Amazingly, some have speculated that the court’s reading of the gratuity statute could somehow affect the House and Senate gift rules. Leading the speculation are the Washington regulars who could benefit most from a meltdown in the congressional gifts rules: the professional lobbyists. No one has cheered the Supreme Court’s decision more loudly than the American League of Lobbyists. But their reading of the court’s decision as an opportunity to gut the gift rules on Capitol Hill has it backward: In fact, the ruling is an opportunity for Congress to bring the laws governing other federal officials back up to a high standard that will inspire public confidence.

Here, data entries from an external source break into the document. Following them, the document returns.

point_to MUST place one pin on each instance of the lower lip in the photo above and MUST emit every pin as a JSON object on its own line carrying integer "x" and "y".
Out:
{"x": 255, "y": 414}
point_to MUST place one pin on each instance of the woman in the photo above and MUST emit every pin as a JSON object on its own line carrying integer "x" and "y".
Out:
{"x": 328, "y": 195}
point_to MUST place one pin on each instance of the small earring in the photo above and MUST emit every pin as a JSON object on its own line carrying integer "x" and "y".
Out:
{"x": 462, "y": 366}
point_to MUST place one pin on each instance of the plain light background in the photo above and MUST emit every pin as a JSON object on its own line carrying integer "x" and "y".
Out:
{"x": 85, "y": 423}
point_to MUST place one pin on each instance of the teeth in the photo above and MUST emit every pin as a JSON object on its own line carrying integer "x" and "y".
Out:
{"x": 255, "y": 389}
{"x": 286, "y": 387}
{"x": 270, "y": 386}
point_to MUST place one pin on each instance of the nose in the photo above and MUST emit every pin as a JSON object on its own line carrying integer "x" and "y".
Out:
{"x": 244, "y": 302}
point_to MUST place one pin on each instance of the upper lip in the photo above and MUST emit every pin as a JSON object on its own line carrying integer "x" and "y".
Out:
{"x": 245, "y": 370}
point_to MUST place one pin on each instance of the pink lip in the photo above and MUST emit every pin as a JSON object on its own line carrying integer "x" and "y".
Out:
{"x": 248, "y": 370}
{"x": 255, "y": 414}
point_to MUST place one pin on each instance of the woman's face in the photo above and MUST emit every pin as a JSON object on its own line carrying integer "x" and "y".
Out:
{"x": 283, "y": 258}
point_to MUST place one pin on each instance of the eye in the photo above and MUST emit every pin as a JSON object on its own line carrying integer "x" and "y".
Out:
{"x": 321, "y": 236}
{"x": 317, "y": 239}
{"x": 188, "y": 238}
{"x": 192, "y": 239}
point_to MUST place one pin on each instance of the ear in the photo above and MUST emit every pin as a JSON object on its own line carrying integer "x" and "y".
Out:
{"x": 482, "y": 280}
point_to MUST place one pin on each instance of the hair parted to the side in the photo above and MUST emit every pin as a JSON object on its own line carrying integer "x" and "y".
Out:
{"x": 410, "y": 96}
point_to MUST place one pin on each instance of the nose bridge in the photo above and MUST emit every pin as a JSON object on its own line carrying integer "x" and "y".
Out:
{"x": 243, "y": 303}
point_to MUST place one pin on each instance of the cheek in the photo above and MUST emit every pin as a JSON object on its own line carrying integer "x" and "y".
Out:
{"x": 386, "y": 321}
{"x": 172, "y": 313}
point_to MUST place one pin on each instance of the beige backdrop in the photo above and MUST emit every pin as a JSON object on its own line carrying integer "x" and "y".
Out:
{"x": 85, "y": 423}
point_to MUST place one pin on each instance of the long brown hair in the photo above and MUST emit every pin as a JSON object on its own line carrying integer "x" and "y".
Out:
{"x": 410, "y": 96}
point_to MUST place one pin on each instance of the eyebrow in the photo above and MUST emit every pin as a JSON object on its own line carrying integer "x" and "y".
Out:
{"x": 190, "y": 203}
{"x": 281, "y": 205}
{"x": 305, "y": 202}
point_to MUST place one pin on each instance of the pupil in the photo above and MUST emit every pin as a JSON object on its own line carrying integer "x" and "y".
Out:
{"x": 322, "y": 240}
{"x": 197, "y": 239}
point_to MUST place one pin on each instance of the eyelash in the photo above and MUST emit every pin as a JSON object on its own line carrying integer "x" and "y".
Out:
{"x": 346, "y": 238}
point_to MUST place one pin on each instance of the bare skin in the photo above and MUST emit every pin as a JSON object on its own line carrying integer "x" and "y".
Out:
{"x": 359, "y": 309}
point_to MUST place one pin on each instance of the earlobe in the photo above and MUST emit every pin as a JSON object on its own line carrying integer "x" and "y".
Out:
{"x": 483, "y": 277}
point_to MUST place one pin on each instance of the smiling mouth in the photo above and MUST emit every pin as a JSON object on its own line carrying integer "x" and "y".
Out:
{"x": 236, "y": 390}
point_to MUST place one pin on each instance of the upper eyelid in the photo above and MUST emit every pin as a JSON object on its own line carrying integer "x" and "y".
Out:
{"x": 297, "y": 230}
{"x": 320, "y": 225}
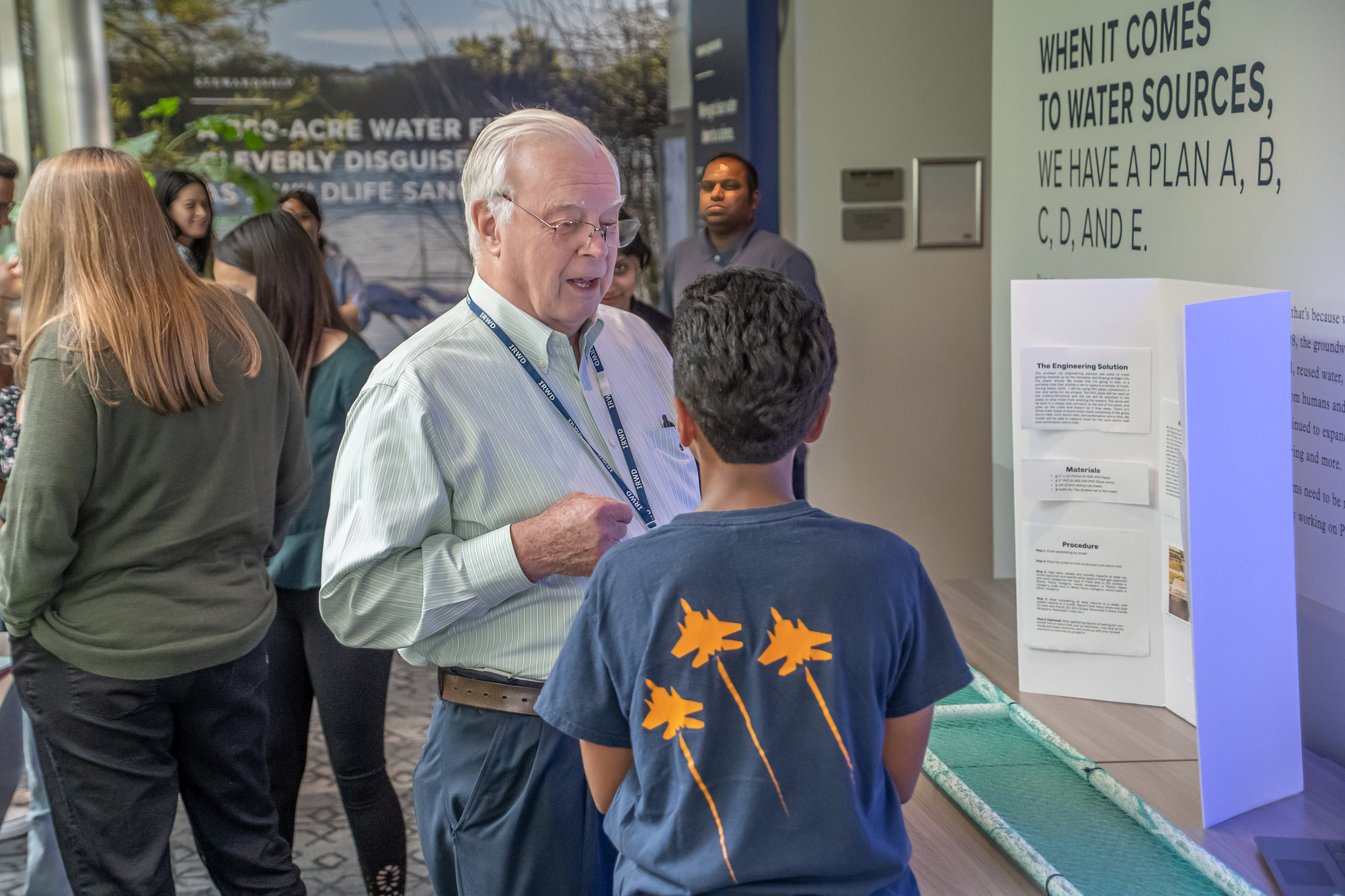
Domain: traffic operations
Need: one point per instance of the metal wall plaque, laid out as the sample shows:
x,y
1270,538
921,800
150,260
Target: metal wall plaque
x,y
871,185
875,222
946,202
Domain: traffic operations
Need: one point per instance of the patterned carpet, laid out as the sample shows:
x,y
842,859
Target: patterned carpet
x,y
323,848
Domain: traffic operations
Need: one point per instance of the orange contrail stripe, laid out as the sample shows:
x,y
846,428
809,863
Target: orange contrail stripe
x,y
743,709
714,810
827,712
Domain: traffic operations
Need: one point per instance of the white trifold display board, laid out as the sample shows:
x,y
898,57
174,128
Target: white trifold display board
x,y
1176,588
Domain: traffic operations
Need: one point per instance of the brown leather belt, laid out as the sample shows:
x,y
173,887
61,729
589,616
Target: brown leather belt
x,y
488,694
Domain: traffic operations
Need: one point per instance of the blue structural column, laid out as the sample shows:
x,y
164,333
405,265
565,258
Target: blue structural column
x,y
736,91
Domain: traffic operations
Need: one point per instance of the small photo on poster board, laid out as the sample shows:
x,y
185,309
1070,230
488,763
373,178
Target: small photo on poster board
x,y
1179,599
1086,589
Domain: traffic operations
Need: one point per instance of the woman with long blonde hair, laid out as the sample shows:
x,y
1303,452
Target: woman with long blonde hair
x,y
163,455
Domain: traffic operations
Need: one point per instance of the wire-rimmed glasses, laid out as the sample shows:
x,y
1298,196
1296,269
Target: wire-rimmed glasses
x,y
575,235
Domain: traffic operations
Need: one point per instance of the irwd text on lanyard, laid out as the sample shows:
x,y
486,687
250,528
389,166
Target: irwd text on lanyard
x,y
640,501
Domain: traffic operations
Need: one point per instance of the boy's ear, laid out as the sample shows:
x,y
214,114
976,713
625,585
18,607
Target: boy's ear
x,y
688,430
820,423
486,225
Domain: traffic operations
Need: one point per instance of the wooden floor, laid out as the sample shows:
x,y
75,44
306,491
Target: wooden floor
x,y
1147,748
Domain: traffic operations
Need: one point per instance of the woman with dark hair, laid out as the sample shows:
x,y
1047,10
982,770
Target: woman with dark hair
x,y
346,279
185,200
631,261
276,264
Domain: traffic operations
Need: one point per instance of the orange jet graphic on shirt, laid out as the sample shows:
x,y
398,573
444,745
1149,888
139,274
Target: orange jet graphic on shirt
x,y
797,645
704,634
669,708
708,635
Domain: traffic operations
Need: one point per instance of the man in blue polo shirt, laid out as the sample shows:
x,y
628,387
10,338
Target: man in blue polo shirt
x,y
753,684
730,197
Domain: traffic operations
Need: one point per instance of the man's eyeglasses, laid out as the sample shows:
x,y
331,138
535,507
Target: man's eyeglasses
x,y
575,235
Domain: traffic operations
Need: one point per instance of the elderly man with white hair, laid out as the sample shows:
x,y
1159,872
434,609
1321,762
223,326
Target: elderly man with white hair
x,y
486,467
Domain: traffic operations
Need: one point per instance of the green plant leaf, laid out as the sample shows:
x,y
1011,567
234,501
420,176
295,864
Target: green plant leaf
x,y
141,146
167,108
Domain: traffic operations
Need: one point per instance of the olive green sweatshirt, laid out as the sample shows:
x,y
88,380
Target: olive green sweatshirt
x,y
135,544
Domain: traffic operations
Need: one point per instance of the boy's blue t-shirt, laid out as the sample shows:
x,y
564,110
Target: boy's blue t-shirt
x,y
750,659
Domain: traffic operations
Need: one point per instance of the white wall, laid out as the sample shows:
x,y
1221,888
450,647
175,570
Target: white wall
x,y
1284,235
876,84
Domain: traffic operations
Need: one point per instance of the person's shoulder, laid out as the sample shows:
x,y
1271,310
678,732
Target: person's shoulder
x,y
50,345
866,541
408,365
630,330
779,247
356,358
641,553
684,247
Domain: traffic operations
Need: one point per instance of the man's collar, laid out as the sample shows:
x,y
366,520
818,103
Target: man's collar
x,y
732,249
528,333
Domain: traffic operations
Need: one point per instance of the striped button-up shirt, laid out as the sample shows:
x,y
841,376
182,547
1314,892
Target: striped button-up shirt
x,y
449,444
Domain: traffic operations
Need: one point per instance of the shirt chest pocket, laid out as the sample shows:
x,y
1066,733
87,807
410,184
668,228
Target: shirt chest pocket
x,y
666,440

While no rule is perfect, the federal ethics rules have worked for years to prevent federal employees from accepting gifts from persons or parties that have an interest in their official work. And the Senate gift rules have put an end to much of the expensive schmoozing that the public rightly frowns on: fancy vacation trips with lobbyists, lavish meals and high-priced tickets to sporting or entertainment events.

While the Espy case turned out to be a lemon, there’s still a chance to make some lemonade out of the Supreme Court’s ruling. Congress should take the court’s invitation and have another look at the federal gratuity statute. If it does so quickly, it can renew a small piece of the public’s faith that our government’s decisions are truly based on the merits, not the money.